Thiele's chronological reconstruction has not been accepted by all of the scholarly consensus, but it should be pointed out that neither has any other scholar’s work in this field. Yet the work of Thiele and those who followed in his steps has achieved acceptance across a wider spectrum than that of any comparable chronology, so that Assyriologist D. J. Wiseman wrote “The chronology most widely accepted today is one based on the meticulous study by Thiele,” and, more recently, Leslie McFall: “Thiele’s chronology is fast becoming the consensus view among Old Testament scholars, if it has not already reached that point.”

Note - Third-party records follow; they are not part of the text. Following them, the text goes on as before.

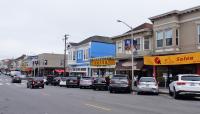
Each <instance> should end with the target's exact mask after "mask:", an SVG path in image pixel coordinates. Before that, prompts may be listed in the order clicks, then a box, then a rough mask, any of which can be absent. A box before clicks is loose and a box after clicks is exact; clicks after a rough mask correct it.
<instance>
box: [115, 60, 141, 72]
mask: <svg viewBox="0 0 200 114" xmlns="http://www.w3.org/2000/svg"><path fill="white" fill-rule="evenodd" d="M143 66H144V62H143V60H137V61H134V62H133V69H134V70H141V69H142V68H143ZM116 69H117V70H132V61H130V60H127V61H119V62H118V63H117V65H116Z"/></svg>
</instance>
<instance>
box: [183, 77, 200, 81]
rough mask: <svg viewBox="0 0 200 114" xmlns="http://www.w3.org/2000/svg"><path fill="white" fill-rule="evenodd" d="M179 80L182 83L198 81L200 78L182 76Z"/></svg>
mask: <svg viewBox="0 0 200 114" xmlns="http://www.w3.org/2000/svg"><path fill="white" fill-rule="evenodd" d="M181 80H184V81H200V76H182V77H181Z"/></svg>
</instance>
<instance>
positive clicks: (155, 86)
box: [137, 77, 159, 95]
mask: <svg viewBox="0 0 200 114" xmlns="http://www.w3.org/2000/svg"><path fill="white" fill-rule="evenodd" d="M140 93H154V94H156V95H158V94H159V89H158V83H157V81H156V79H155V78H154V77H141V78H140V80H139V81H138V84H137V94H140Z"/></svg>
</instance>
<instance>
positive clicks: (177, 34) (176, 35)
mask: <svg viewBox="0 0 200 114" xmlns="http://www.w3.org/2000/svg"><path fill="white" fill-rule="evenodd" d="M176 45H177V46H178V45H179V30H178V29H176Z"/></svg>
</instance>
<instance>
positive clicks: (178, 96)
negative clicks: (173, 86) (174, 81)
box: [173, 88, 179, 99]
mask: <svg viewBox="0 0 200 114" xmlns="http://www.w3.org/2000/svg"><path fill="white" fill-rule="evenodd" d="M173 97H174V99H178V98H179V94H178V92H176V90H175V88H174V94H173Z"/></svg>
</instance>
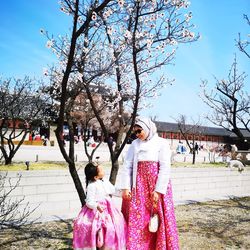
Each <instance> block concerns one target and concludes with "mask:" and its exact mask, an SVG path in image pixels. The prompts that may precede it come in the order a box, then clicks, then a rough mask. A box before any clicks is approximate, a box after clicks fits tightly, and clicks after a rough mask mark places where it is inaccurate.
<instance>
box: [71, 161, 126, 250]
mask: <svg viewBox="0 0 250 250" xmlns="http://www.w3.org/2000/svg"><path fill="white" fill-rule="evenodd" d="M85 176H86V185H87V196H86V205H85V206H84V207H83V208H82V210H81V212H80V213H79V215H78V217H77V218H76V219H75V221H74V229H73V248H74V249H86V250H87V249H96V248H97V247H98V249H99V248H100V249H113V250H125V249H126V222H125V220H124V217H123V215H122V213H121V212H120V211H119V210H118V209H117V208H116V207H115V205H114V204H113V203H112V200H111V197H110V195H112V194H114V193H115V187H114V186H113V185H112V184H111V183H110V182H109V181H108V180H106V179H104V170H103V167H102V166H101V165H95V164H93V163H88V164H87V165H86V167H85ZM99 230H101V234H102V236H103V245H102V246H100V245H98V244H97V242H98V234H99V233H100V231H99ZM99 243H100V242H99Z"/></svg>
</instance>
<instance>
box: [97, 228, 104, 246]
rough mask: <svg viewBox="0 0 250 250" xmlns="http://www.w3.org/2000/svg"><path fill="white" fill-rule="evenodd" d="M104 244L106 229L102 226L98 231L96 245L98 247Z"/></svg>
mask: <svg viewBox="0 0 250 250" xmlns="http://www.w3.org/2000/svg"><path fill="white" fill-rule="evenodd" d="M103 245H104V230H103V227H101V228H100V229H98V230H97V233H96V246H97V247H98V248H101V247H103Z"/></svg>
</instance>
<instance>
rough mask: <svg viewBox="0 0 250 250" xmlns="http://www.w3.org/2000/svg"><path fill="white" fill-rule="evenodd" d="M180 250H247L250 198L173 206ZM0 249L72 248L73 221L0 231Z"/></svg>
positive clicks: (249, 229)
mask: <svg viewBox="0 0 250 250" xmlns="http://www.w3.org/2000/svg"><path fill="white" fill-rule="evenodd" d="M176 218H177V224H178V230H179V238H180V249H182V250H217V249H226V250H233V249H241V250H247V249H250V197H245V198H231V199H230V200H223V201H210V202H204V203H196V204H189V205H180V206H177V207H176ZM0 249H1V250H7V249H39V250H40V249H65V250H66V249H72V220H67V221H63V220H61V221H57V222H47V223H39V224H33V225H30V226H27V227H24V228H22V229H21V230H13V229H4V230H0Z"/></svg>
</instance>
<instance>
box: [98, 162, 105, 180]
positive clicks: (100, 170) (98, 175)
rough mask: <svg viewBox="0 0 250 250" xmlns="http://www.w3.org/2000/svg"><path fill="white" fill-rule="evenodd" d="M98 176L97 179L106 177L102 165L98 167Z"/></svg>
mask: <svg viewBox="0 0 250 250" xmlns="http://www.w3.org/2000/svg"><path fill="white" fill-rule="evenodd" d="M97 173H98V174H97V176H96V179H102V178H103V177H104V175H105V172H104V169H103V167H102V166H101V165H99V166H98V167H97Z"/></svg>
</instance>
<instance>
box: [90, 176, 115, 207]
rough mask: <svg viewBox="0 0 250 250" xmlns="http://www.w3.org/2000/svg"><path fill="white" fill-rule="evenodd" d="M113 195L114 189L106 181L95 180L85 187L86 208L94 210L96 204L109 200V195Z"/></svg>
mask: <svg viewBox="0 0 250 250" xmlns="http://www.w3.org/2000/svg"><path fill="white" fill-rule="evenodd" d="M114 193H115V187H114V185H112V183H110V182H109V181H108V180H106V179H103V180H96V181H93V182H90V183H89V184H88V186H87V196H86V199H85V201H86V206H87V207H88V208H90V209H96V208H97V205H98V202H100V201H102V200H104V199H111V198H110V195H112V194H114Z"/></svg>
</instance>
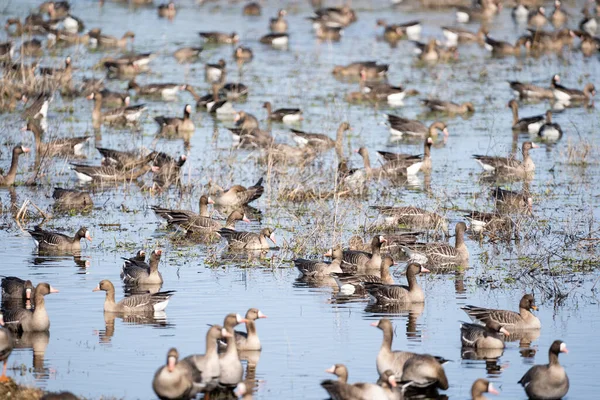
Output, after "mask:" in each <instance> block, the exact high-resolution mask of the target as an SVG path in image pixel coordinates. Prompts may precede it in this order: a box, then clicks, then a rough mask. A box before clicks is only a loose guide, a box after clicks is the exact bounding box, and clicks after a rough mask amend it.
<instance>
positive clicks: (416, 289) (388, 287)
mask: <svg viewBox="0 0 600 400" xmlns="http://www.w3.org/2000/svg"><path fill="white" fill-rule="evenodd" d="M386 258H387V257H386ZM426 272H430V271H429V270H428V269H427V268H425V267H423V266H421V265H420V264H416V263H409V264H408V266H407V267H406V280H407V281H408V286H405V285H394V284H393V283H386V282H381V283H379V282H367V283H365V289H366V290H367V292H369V297H371V298H372V299H373V300H374V302H375V303H377V304H380V305H384V306H385V305H389V304H397V303H401V304H407V303H423V302H425V294H424V293H423V289H421V286H420V285H419V283H418V282H417V275H418V274H422V273H426Z"/></svg>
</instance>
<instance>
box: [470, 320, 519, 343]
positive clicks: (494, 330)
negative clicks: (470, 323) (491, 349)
mask: <svg viewBox="0 0 600 400" xmlns="http://www.w3.org/2000/svg"><path fill="white" fill-rule="evenodd" d="M503 335H504V336H503ZM509 335H510V333H509V332H508V331H507V330H506V328H504V327H503V326H502V325H500V324H499V323H497V322H495V321H490V320H488V321H486V323H485V326H482V325H480V324H469V323H466V322H464V323H462V324H461V325H460V341H461V343H462V345H463V346H464V347H473V348H476V349H503V348H504V339H505V337H508V336H509Z"/></svg>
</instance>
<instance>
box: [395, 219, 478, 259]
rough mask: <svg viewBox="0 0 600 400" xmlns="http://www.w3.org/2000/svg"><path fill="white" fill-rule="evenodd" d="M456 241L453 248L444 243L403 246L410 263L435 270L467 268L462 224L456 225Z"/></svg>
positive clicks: (467, 256) (463, 224) (465, 225)
mask: <svg viewBox="0 0 600 400" xmlns="http://www.w3.org/2000/svg"><path fill="white" fill-rule="evenodd" d="M455 229H456V241H455V244H454V246H451V245H450V244H448V243H446V242H432V243H418V244H414V245H406V246H403V250H404V251H405V252H406V254H407V255H408V257H409V261H410V262H415V263H419V264H422V265H427V266H431V267H436V268H441V269H445V268H453V267H457V266H462V267H464V266H467V265H468V263H469V249H467V245H466V244H465V240H464V235H465V231H466V230H467V226H466V225H465V223H464V222H459V223H457V224H456V228H455Z"/></svg>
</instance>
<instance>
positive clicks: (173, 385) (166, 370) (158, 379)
mask: <svg viewBox="0 0 600 400" xmlns="http://www.w3.org/2000/svg"><path fill="white" fill-rule="evenodd" d="M152 389H153V390H154V393H156V395H157V396H158V397H159V398H160V399H161V400H175V399H183V400H187V399H193V398H194V397H196V395H197V394H198V393H199V392H201V391H202V389H204V385H203V384H202V374H201V373H200V372H199V371H198V370H196V369H195V368H192V366H191V365H190V364H189V363H186V362H180V361H179V352H178V351H177V349H175V348H172V349H170V350H169V352H168V353H167V363H166V365H163V366H162V367H160V368H159V369H158V370H157V371H156V373H155V374H154V379H152Z"/></svg>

Although criticism has been leveled at numerous specific points in his chronology, his work has won considerable praise even from those who disagree with his final conclusions. Nevertheless, even scholars sharing Thiele's religious convictions have maintained that there are weaknesses in his argument such as unfounded assumptions and assumed circular reasoning.

In his desire to resolve the discrepancies between the data in the Book of Kings, Thiele was forced to make improbable suppositions ... There is no basis for Thiele's statement that his conjectures are correct because he succeeded in reconciling most of the data in the Book of Kings, since his assumptions ... are derived from the chronological data themselves..."

In response to the “circular reasoning” argument, Kenneth Strand has pointed out several archaeological finds that were published after Thiele produced his chronology, and which verified Thiele’s assumptions or conclusions vs. the chronological systems of other scholars such as Albright that were posited before Thiele’s work. In scientific methodology, the ability to predict new results that were not known when a theory was formulated is regarded as support for the provisional acceptance of a theory until a better theory can be produced.

Despite the various criticisms Thiele's methodological treatment remains the typical starting point of scholarly treatments of the subject, and his work is considered to have established the date of the division of the Israelite kingdom.